Today’s agreement modifies a 1999 contract for 30mn m³/d that expired on 31 December and was temporarily extended for three months. The extension allowed the two companies to finalize the terms of the final phase of the contract under which Petrobras would receive the unused portion of its original contract.

Petrobras expects the new agreement to exhaust all of the remaining undelivered gas under the original contract in up to six years, with deliveries ranging from a minimum of 14mn m³/d to 20mn m³/d over this period.

The gas price under the new contract will be determined by the same formula, which uses a basket of international fuel oil prices, Petrobras says.

In a call with reporters today, Petrobras gas director Anelise Lara said the company is waiting on national oil regulator ANP to set a price on the cost of transporting gas over Gasbol cross-border pipeline, before it begins promoting the sale of this asset.

The reduced offtake of Bolivian gas is the latest stage of Petrobras’ agreement with Brazil’s antitrust agency Cade signed in July 2019, which requires the company to exit the domestic gas transport and distribution markets.

In January, the ANP said it will require Petrobras to sell 10mn m³/d of Bolivian gas to third parties, in what the agency classified as a gas release agreement. As a result of the contract signed today, Lara said Petrobras will no longer be required to resell this gas.

Instead, the ANP will hold an open season for local distribution companies to bid for the 10mn m³/d of transport capacity. Lara expects the terms of the open season to be announced by the ANP in the coming weeks.
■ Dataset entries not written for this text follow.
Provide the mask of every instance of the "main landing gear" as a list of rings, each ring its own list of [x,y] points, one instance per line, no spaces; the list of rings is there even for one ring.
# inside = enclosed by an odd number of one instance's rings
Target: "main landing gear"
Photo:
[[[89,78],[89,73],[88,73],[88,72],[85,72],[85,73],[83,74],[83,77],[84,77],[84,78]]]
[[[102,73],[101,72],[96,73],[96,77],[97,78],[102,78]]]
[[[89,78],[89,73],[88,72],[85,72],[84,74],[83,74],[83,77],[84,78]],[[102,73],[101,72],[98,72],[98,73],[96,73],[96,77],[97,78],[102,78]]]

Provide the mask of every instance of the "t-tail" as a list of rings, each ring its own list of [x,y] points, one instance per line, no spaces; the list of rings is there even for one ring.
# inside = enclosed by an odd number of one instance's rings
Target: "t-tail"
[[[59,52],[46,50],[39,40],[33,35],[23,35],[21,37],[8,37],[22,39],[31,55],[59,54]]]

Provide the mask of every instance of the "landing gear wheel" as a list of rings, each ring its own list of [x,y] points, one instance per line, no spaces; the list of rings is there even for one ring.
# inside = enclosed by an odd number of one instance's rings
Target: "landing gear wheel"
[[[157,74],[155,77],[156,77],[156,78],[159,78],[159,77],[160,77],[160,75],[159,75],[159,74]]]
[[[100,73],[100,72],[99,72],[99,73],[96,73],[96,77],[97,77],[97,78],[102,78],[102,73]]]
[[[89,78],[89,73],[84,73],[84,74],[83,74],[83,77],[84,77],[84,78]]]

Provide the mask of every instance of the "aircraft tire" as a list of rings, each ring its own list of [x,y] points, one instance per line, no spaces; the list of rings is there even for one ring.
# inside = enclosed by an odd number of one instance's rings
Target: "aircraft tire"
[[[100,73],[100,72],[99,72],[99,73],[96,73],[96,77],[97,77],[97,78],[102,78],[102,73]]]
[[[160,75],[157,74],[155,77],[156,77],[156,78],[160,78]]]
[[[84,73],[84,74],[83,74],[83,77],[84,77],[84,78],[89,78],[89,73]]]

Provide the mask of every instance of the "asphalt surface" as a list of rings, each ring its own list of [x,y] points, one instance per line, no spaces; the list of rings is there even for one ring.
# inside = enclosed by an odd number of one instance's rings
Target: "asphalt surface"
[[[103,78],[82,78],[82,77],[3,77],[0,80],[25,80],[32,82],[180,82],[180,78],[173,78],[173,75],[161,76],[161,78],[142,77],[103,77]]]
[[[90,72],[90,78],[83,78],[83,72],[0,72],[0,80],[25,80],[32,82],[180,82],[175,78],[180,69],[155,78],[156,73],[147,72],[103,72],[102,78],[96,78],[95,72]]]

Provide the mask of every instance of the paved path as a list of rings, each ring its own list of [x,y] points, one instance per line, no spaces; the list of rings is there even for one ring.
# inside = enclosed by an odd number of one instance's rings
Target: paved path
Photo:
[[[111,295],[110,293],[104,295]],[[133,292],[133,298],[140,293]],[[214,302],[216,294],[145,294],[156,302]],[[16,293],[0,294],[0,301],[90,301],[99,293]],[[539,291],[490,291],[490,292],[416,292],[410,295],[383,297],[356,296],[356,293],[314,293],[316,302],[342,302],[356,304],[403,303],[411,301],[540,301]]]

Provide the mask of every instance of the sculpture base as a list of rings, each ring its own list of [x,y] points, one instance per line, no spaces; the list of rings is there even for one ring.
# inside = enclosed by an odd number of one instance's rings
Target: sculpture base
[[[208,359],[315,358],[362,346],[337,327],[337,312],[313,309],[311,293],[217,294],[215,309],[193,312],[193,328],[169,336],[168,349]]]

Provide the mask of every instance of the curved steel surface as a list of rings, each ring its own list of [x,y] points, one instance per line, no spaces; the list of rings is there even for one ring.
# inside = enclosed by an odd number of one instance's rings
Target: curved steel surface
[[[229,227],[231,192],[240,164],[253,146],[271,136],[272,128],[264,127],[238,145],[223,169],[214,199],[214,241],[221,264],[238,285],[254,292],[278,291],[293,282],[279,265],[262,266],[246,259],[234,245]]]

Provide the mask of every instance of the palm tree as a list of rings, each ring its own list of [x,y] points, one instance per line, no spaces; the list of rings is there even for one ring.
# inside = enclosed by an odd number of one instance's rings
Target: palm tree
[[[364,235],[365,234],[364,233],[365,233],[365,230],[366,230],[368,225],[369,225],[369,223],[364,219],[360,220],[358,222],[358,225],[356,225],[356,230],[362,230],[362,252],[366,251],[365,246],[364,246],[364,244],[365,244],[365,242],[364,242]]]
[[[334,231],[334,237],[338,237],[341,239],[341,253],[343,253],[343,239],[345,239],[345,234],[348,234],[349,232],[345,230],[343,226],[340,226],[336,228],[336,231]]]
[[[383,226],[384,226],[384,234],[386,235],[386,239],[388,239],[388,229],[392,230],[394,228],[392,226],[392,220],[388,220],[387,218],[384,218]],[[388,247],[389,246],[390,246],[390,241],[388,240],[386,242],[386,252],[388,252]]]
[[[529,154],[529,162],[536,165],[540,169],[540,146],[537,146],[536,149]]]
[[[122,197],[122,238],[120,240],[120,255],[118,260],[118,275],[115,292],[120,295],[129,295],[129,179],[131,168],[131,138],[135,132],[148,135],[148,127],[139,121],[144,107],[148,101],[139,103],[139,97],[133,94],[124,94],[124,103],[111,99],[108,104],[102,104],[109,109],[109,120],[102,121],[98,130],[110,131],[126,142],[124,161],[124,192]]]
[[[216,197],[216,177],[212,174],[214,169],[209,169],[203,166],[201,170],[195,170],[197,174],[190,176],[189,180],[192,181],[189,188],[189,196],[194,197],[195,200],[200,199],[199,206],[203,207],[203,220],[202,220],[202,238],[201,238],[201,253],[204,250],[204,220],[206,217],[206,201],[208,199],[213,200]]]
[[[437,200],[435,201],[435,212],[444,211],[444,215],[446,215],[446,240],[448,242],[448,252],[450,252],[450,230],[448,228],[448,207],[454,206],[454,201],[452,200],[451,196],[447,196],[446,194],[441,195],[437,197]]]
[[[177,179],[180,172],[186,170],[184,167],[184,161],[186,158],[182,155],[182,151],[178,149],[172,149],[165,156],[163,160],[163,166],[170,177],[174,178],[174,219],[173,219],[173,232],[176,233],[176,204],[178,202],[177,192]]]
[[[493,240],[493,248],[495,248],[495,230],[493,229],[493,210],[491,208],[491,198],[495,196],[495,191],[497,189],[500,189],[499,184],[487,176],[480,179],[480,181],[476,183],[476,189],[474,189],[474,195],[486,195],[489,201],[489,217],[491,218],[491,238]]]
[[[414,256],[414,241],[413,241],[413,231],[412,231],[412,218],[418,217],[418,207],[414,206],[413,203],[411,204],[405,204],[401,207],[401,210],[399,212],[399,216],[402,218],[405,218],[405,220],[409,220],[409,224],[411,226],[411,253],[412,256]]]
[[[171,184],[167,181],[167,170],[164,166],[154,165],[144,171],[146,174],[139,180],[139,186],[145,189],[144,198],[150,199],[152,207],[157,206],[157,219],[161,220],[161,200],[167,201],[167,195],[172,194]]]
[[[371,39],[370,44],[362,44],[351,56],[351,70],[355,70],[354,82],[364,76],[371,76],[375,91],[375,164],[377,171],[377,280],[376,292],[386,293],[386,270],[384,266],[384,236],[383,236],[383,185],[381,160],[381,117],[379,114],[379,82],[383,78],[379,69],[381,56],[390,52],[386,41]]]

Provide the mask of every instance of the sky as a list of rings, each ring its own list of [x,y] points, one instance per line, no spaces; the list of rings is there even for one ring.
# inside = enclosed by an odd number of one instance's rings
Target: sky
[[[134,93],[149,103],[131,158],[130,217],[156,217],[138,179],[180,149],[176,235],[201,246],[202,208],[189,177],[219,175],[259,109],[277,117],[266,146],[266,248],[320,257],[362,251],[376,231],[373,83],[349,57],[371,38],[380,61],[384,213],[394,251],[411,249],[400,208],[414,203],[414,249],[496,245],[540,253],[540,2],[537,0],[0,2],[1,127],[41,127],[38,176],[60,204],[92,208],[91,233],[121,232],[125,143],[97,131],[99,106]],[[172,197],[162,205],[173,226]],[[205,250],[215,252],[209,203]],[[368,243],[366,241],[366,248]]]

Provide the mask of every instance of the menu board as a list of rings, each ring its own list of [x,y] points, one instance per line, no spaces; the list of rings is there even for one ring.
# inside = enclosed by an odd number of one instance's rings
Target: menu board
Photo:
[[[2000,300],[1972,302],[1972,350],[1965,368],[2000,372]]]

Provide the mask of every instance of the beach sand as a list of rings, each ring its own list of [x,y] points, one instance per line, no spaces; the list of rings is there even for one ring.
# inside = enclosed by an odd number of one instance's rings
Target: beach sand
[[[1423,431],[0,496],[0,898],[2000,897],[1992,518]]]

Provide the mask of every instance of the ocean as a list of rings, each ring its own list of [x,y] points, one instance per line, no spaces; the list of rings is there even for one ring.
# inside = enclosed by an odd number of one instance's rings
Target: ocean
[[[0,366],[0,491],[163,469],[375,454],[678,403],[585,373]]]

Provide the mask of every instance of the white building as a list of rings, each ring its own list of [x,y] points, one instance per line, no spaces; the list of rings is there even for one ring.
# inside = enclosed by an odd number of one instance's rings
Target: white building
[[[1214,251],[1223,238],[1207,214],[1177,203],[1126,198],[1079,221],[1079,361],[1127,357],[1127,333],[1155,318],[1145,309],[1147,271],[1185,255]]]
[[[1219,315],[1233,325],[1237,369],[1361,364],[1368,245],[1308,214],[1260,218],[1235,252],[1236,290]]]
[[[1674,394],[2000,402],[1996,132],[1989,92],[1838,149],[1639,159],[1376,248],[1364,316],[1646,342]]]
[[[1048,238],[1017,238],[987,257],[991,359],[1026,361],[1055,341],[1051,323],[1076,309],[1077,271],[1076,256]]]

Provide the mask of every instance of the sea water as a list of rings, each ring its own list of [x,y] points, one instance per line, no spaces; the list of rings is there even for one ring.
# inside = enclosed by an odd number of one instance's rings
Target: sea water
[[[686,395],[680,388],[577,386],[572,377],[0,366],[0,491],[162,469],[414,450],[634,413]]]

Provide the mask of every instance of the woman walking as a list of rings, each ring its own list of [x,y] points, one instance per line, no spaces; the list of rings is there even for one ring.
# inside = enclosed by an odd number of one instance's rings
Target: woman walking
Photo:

She added that Petrobras’ gas clients would continue to be supplied despite the reduction of its supply from Bolivia, thanks to increased LNG shipments and gas production from offshore fields.

Petrobras has been ahead of schedule in reducing its dominant position in the gas market, Lara said. Last week, the company initiated the sale of its 51pc stake in gas distribution holding company Gaspetro, which owns stakes in 19 gas distributors.

Petrobras plans to create a new company that will unify three offshore gas pipelines with total transport capacity of 48mn m³/d, including new midstream projects running from pre-salt reservoirs. Petrobras’ European partners in these pipelines — Shell, Repsol and Galp — will participate in the new company, which is expected to go public in 2021, Lara said. She added that the company’s offshore pipelines are not part of the agreement with Cade.